Cycles and Clustering in Multiplex Networks
Gareth J. Baxter, Davide Cellai, Sergey N. Dorogovtsev, Jos\'e F. F., Mendes

TL;DR
This paper introduces a new classification and analytical framework for cycles in multiplex networks, accounting for layer-specific edges, degree distributions, and correlations, providing insights into clustering and cycle structure.
Contribution
It defines a comprehensive cycle classification in multiplex networks and derives expected cycle counts considering degree correlations, advancing understanding of multiplex network topology.
Findings
Degree correlations significantly influence cycle counts.
Assortative correlations increase the number of cycles and switches.
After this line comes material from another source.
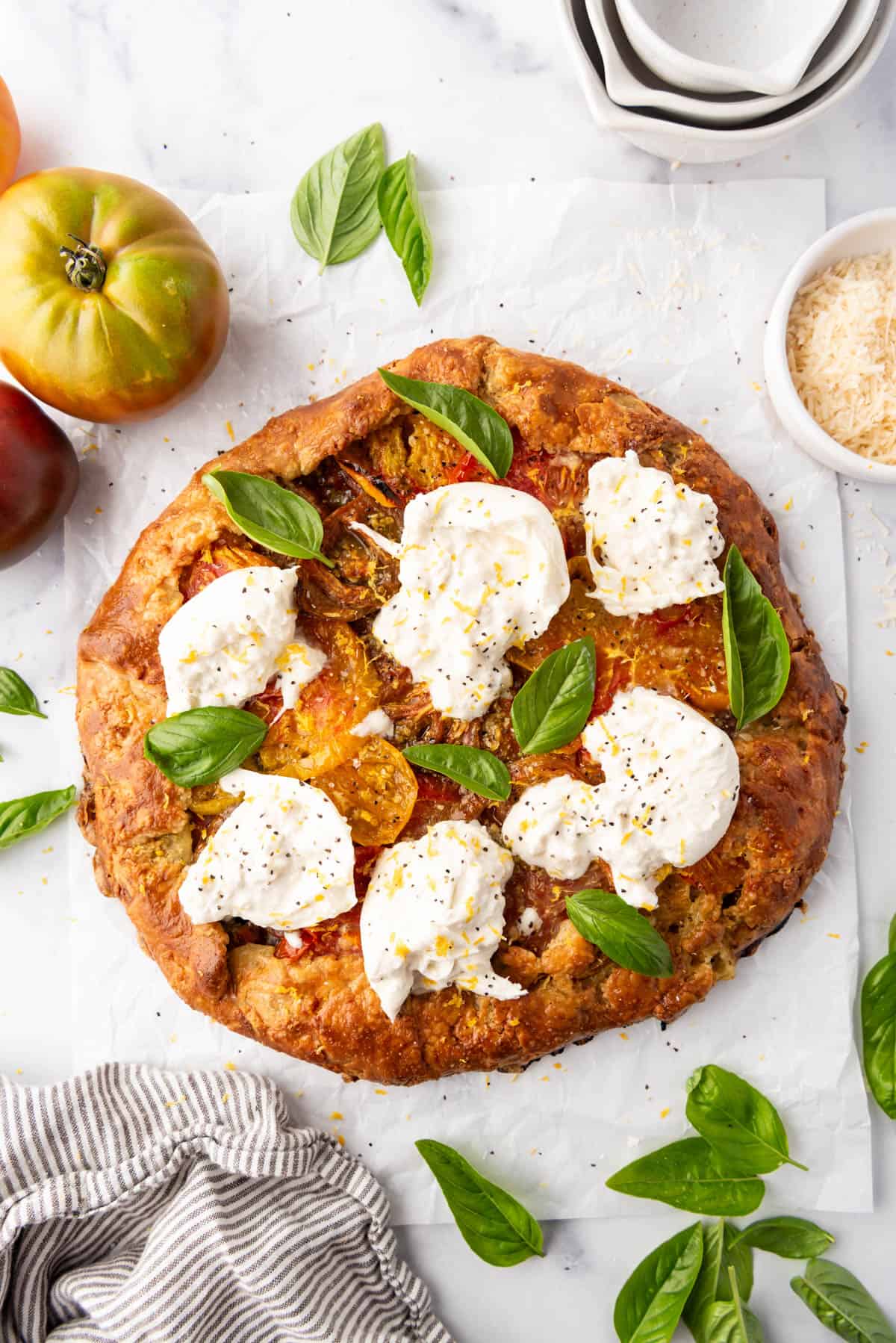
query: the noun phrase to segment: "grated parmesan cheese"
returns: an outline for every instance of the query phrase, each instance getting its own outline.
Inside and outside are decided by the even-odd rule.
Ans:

Disassortative correlations decrease cycle and switch counts.
Abstract
In multiplex networks, cycles cannot be characterized only by their length, as edges may occur in different layers in different combinations. We define a classification of cycles by the number of edges in each layer and the number of switches between layers. We calculate the expected number of cycles of each type in the configuration model of a large sparse multiplex network. Our method accounts for the full degree distribution including correlations between degrees in different layers. In particular, we obtain the numbers of cycles of length 3 of all possible types. Using these, we give a complete set of clustering coefficients and their expected values. We show that correlations between the degrees of a vertex in different layers strongly affect the number of cycles of a given type, and the number of switches between layers. Both increase with assortative correlations and are strongly…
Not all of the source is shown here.